Policymaking spans a vast range of domains, including health, education, defense, immigration, national security, the environment, social services, taxation, commerce, housing, and economic and monetary policy. With artificial intelligence and generative AI, policymaking can become more data-driven, transparent, and responsive, ultimately enabling smarter governance.
AI algorithms can sift through mountains of data to identify trends and correlations that could influence policy decisions, help improve the understanding of new policy topics, and ease compliance. AI agents can help improve public consultation processes by automatically analyzing feedback from citizens to help gauge public sentiment accurately. Additionally, these technologies could also help simulate the outcomes of different policy options, enabling policymakers to compare scenarios and make better informed decisions.
But what might these new capabilities mean for government workers in the field of policymaking? Let’s explore this through the example of the policy analyst role. Click through the slides below or download the complete PDF.

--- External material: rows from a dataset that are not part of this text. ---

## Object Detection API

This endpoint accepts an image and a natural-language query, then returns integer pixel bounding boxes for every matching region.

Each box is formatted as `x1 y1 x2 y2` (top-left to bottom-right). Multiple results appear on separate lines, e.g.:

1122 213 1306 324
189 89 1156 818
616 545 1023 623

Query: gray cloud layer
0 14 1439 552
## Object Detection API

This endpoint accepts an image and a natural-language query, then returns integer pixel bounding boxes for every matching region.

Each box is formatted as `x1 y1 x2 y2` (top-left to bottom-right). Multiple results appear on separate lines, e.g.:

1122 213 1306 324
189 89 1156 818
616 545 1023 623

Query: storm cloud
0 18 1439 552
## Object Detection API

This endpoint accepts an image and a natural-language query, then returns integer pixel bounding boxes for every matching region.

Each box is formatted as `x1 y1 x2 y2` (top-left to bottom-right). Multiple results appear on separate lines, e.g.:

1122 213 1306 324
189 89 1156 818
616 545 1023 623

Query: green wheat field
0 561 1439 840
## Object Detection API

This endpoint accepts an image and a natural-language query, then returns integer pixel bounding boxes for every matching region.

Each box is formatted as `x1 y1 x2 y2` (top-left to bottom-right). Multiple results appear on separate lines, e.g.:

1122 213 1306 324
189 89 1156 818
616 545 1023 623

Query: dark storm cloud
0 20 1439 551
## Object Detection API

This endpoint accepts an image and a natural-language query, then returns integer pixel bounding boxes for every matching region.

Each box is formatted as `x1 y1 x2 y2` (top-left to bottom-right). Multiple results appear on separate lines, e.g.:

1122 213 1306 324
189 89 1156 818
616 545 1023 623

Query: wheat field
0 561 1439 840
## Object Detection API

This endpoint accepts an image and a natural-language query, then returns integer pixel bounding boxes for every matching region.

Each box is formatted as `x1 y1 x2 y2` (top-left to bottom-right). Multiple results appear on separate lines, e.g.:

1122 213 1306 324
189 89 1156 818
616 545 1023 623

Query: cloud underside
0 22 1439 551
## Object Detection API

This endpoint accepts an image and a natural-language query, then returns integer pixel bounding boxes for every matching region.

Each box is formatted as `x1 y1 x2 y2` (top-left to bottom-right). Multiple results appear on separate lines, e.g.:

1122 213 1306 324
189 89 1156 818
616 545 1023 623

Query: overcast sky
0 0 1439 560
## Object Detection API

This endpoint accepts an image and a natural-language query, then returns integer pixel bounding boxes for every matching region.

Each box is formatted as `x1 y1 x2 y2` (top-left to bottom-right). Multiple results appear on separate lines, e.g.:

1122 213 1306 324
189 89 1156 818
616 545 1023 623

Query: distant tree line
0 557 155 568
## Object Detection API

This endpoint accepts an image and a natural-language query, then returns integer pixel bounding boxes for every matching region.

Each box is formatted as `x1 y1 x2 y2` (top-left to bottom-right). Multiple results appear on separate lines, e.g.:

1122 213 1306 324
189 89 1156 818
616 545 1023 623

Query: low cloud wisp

As the societal, business, and technological landscape continues to evolve, policymaking is likely to see the creation of entirely new roles to serve emerging needs. One such future position could be the space manufacturing policy specialist, a professional that would be responsible for crafting policies that govern space-based production.
What might this brand-new job look like?
Kelsey, a government space manufacturing policy specialist, is preparing for her meeting with ROCKT, a new space manufacturer looking to use repurposed “space junk,” like an old rocket engine, into new components for space activities. The team at ROCKT is seeking Kelsey's guidance on how to establish their operations and comply with current trade and space regulation requirements. AI agents that are running passively in ROCKT’s systems (as part of their regulated status) have already “pre-met” with Kelsey’s AI agents—sharing notes, data, and generating a compliant, cost-effective, and creative proposal.
Before the meeting, Kelsey reviews the proposal along with detailed notes and a presentation that her AI assistant has prepared for the meeting. With a single voice command, she adds a new data visual to the presentation and inserts a list of outstanding questions for ROCKT.